I personally believe that a daily fast between 16 and 18 hours should not elicit a negative impact on a healthy individual. With that being said, if you are already at a low level of muscle mass, low thyroid, low sex hormones like testosterone and progesterone, or extremely high stress, and you are not CURRENTLY fasting, I do not think I would recommend you implement a fasting regimen into your current lifestyle.
In my experience, a 16 to 18 hour fast is simply a great way for someone to reduce their food intake in a manner that often feels effortless and less difficult than small frequent meals throughout the entire day. Additionally, during the period in which someone is not eating, they are often able to think more clearly, and be more productive.
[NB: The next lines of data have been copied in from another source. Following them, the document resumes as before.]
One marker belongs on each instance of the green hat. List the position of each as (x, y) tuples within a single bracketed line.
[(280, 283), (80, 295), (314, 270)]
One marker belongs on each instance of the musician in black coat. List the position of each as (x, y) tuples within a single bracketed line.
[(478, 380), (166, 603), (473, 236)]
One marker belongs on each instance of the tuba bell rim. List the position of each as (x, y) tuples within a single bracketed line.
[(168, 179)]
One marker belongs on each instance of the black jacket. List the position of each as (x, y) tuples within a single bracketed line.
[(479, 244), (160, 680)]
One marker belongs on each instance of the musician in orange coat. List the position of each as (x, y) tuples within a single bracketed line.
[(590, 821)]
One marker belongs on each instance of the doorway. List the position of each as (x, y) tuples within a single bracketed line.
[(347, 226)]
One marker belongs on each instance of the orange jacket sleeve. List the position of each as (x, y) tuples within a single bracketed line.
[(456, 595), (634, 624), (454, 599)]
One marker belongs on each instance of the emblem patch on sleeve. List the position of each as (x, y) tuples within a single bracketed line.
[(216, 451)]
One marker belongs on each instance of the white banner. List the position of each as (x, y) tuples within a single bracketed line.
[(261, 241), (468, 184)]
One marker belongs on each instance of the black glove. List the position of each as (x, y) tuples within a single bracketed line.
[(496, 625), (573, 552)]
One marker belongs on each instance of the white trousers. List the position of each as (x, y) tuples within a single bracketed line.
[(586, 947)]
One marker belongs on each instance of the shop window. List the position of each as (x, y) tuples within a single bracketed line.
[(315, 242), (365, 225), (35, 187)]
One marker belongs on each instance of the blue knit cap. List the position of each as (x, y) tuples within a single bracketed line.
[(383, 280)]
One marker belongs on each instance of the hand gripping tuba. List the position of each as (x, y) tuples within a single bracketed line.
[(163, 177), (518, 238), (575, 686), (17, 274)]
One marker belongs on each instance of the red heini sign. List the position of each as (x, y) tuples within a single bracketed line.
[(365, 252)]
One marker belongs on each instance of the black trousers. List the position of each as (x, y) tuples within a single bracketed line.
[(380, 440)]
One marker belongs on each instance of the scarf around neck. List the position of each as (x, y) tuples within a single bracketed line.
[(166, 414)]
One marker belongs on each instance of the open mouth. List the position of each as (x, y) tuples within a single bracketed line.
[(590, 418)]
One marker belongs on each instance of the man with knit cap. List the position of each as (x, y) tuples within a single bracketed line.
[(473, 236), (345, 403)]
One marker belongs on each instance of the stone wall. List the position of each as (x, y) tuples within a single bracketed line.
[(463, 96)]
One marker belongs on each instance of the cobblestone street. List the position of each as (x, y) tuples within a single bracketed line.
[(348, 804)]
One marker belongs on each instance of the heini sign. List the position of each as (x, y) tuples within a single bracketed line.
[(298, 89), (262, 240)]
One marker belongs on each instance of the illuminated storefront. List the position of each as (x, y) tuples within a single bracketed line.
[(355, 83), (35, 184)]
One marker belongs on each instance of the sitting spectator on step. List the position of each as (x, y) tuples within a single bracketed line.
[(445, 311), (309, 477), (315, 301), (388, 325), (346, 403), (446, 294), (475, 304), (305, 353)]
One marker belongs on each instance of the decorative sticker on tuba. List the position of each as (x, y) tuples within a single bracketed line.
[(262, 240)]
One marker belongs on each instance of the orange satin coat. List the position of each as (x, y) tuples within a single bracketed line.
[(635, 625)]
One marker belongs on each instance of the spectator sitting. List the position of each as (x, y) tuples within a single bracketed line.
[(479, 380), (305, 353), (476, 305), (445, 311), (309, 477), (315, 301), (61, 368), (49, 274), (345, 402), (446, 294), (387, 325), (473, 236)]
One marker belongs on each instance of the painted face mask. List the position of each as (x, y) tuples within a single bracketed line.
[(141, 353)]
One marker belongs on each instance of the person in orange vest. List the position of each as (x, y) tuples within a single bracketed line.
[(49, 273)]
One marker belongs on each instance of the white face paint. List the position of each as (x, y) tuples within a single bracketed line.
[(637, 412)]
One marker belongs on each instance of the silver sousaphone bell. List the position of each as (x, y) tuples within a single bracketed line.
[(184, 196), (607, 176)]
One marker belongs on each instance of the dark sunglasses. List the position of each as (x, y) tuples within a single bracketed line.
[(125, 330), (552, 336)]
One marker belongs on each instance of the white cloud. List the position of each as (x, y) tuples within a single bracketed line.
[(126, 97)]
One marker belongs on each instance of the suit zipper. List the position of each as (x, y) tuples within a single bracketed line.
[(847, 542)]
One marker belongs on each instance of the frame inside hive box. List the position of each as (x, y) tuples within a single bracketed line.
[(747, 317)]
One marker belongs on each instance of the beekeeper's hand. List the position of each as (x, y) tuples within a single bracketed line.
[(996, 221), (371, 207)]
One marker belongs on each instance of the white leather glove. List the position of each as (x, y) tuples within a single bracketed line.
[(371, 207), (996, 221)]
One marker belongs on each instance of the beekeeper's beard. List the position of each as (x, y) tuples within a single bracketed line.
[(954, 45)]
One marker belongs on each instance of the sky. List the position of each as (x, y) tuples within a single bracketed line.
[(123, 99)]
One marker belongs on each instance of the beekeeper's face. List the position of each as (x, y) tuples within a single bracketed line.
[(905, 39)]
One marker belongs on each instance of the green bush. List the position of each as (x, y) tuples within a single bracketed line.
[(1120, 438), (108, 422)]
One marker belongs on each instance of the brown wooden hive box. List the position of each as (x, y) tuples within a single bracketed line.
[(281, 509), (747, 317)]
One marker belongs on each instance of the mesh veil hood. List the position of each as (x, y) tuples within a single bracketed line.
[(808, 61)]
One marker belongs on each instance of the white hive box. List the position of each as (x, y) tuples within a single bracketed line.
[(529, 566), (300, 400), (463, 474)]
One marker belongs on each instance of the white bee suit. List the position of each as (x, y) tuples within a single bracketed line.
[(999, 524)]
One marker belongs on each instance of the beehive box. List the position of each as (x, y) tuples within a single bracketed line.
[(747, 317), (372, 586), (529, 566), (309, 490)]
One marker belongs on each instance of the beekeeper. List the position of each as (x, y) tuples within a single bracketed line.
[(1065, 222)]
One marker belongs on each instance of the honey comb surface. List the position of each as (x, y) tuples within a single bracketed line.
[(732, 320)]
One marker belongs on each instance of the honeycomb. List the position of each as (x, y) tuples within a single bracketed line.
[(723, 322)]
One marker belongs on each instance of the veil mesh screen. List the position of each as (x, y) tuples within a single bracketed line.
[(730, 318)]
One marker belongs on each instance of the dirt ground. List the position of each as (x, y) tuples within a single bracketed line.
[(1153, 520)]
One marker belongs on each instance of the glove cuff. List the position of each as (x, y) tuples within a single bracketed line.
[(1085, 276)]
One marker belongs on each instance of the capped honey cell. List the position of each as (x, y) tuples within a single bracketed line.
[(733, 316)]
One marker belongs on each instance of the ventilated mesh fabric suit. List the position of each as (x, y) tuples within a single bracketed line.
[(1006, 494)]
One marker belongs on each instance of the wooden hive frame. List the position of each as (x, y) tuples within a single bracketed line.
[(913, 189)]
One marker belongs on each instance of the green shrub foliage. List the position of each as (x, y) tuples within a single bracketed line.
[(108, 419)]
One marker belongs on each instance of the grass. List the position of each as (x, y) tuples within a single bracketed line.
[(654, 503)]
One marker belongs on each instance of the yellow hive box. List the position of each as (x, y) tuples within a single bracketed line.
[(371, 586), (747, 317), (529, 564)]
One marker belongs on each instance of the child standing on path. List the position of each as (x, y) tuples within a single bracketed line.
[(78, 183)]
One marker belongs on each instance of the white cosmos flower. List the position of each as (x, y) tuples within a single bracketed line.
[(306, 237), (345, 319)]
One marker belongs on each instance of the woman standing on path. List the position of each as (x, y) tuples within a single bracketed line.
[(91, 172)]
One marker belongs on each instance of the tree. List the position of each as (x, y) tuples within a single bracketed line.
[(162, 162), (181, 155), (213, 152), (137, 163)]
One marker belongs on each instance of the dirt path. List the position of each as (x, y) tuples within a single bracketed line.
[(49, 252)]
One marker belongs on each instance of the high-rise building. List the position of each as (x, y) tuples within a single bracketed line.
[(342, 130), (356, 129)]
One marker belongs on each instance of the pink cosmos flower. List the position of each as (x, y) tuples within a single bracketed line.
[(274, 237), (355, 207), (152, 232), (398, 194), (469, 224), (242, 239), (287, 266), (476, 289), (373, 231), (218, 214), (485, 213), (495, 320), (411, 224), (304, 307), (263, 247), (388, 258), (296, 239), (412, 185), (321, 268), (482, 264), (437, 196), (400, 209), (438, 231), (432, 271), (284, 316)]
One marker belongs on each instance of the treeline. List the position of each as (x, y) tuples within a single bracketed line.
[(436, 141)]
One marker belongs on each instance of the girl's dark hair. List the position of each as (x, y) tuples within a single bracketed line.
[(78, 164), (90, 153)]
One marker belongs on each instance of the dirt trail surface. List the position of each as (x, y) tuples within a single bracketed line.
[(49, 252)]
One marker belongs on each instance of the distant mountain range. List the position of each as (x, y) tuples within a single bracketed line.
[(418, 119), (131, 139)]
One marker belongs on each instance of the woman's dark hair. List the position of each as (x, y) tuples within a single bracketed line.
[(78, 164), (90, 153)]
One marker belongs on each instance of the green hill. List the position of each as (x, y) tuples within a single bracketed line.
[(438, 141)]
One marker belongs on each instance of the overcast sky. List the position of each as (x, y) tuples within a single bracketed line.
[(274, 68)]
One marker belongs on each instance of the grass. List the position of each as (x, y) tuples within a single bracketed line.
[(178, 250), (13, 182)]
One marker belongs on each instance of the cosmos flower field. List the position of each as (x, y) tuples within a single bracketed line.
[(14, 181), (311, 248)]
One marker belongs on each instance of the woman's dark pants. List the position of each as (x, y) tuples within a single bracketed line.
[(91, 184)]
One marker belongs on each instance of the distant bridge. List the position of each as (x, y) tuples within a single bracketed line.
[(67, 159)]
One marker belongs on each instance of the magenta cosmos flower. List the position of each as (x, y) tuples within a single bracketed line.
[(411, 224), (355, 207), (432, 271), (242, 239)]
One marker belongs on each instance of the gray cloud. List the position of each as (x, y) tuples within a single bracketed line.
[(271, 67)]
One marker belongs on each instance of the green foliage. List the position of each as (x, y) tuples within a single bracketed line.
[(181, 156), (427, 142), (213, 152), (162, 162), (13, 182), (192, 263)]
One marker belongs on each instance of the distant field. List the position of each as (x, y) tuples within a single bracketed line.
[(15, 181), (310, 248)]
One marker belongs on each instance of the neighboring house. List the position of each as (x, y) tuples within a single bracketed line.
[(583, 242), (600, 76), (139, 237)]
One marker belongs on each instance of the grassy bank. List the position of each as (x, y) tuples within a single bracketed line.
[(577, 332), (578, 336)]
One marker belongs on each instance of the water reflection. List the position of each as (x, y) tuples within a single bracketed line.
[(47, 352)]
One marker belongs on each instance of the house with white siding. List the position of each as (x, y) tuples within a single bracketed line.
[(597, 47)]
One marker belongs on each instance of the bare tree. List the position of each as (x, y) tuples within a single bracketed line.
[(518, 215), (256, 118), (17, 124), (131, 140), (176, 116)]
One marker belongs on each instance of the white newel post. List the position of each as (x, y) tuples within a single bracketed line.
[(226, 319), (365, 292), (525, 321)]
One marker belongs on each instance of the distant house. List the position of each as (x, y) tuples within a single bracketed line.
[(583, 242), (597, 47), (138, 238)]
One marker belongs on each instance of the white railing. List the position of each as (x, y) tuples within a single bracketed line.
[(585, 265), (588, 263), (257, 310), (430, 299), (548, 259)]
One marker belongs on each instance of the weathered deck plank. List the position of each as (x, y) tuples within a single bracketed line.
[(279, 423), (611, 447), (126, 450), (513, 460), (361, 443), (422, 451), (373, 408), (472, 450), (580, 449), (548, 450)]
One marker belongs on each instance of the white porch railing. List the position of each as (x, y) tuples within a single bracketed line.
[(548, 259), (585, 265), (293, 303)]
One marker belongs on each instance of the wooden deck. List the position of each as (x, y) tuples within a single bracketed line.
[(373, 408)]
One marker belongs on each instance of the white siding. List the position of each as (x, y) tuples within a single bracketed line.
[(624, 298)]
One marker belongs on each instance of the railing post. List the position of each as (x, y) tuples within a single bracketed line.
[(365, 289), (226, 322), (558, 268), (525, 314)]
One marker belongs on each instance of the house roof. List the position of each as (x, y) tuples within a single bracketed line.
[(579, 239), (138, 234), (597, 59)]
However, some individuals may find that not eating makes them less productive. For these rare individuals, I would not recommend fasting if it impedes on your daily productivity and general well-being.
When we get into prolonged fasting, which I would say begins after 24 hours, there are some additional benefits due to simply not spending energy digesting foods.
Herin, we can divert energy towards repairing the gut, repairing damaged cells, possibly getting rid of cancerous cells, detoxification, general weight loss, and other beneficial processes that would not otherwise the body would not otherwise prioritize if we were using energy to metabolize food.
However, in my experience, fasting for more than 24 hours any more frequently than 2 - 3 times per month, likely is getting into the territory that may begin to impair endocrine function and muscle mass. However, in an individual who is very overweight, the frequency of prolonged fasting can be increased without seeing much detriment to these areas.
Additionally, someone who is overweight likely has issues with blood pressure, blood sugar, inflammation, cortisol, and other negative physiological parameters. I personally would prefer to fix these as soon as possible to avoid excess long term damage. Therefore, fasting is a tool that can be used to quickly reduce weight and stop all the negative effects caused by excess body fat accumulation.
Now, it is true that fasting will reduce the production of thyroid , and the aforementioned sex hormones. Therefore, I want to support anabolism and the production of these hormones as much as possible during the period of eating.
For me, my biggest worry is that an individual does not consume sufficient micro nutrients and protein during the times in which they eat, and the reduction in hormone production is impaired even further.
When we pair fasting with a diet that is low in nutrients, and devoid of protein this is when we begin to get in trouble with fasting causing poor health outcomes rather than positive health outcomes.
When eating after a fast, or before an upcoming fast, I always recommend eating as much variety and quantity of micro vitamins, minerals, and protein as possible. However, I cannot say that this recommendation is specific to a fasting lifestyle, as I always suggest eating these beneficial compounds. However, it is that much more important if we are going prolonged periods of time without any intake of amino acids, vitamins, and minerals.
I do believe you can get all the benefits of fasting by simply eating in an intelligent manner, fasting is a tool that can make things much easier, and has potential additional benefits beyond what you would get by simply caloric restriction. However, I am not confident in saying that for certain, and would likely wait until more science is published about the physiological, psychological, and longevity benefits of fasting.